Diceva il Signore Gesù ai suoi discepoli: Io vi dico che, se la giustizia vostra non sarà più perfetta di quella dei Scribi e dei Farisei, non entrerete nel regno dei cieli. Avete sentito, ch’è stato detto agli antichi: Non ammazzare; e chiunque avrà ammazzato, sarà reo in giudizio. Ma io vi dico, che chiunque si adirerà contro del suo fratello, sarà reo in giudizio. E chi avrà detto al suo fratello raca, sarà reo nel consesso. E chi avrà detto stolto, sarà reo del fuoco della gehenna. Se adunque tu stai per fare l’offerta all’altare, e ivi ti viene in mente che il tuo fratello ha qualche cosa contro di te, posa lì la tua offerta davanti all’altare, e va [p. 259 modifica]a riconciliarti prima col tuo fratello, e poi ritorna a fare la tua offerta.

S. MATTEO, cap. 5.


Pensieri.

Vivendo in Società, facendo gli uni vicino agli altri il nostro viaggio, avviene che si resti offesi e si offenda. Come comportarci in queste contingenze? La risposta l’abbiamo nel Vangelo odierno.

Osserviamo, dapprima, che, quando siamo offesi, proviamo un risentimento, un bisogno di allontanare da noi la causa della nostra angustia, di sopprimerla: è un istinto, comune agli animali e agli uomini; è l’ira....

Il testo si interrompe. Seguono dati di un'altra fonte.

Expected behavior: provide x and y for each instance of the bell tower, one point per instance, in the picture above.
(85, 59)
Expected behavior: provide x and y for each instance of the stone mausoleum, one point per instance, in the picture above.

Ma altro è l’ira dell’animale, altro è quella dell’uomo, nel quale, all’istinto, s’unisce l’idea del disprezzo, dell’avvilimento per la persona che offende. E questa parte intellettuale è peccato.

La legge ebraica, proibiva che l’istinto, il desiderio di sopprimere l’offensore s’attuasse. E questa proibizione, era già qualche cosa; ma non adeguava la legge morale, e Cristo non se ne poteva contentare.

Egli non solo approva la proibizione della legge, ma, logicamente, non volendo l’effetto, non vuole nemmeno la causa che lo produce.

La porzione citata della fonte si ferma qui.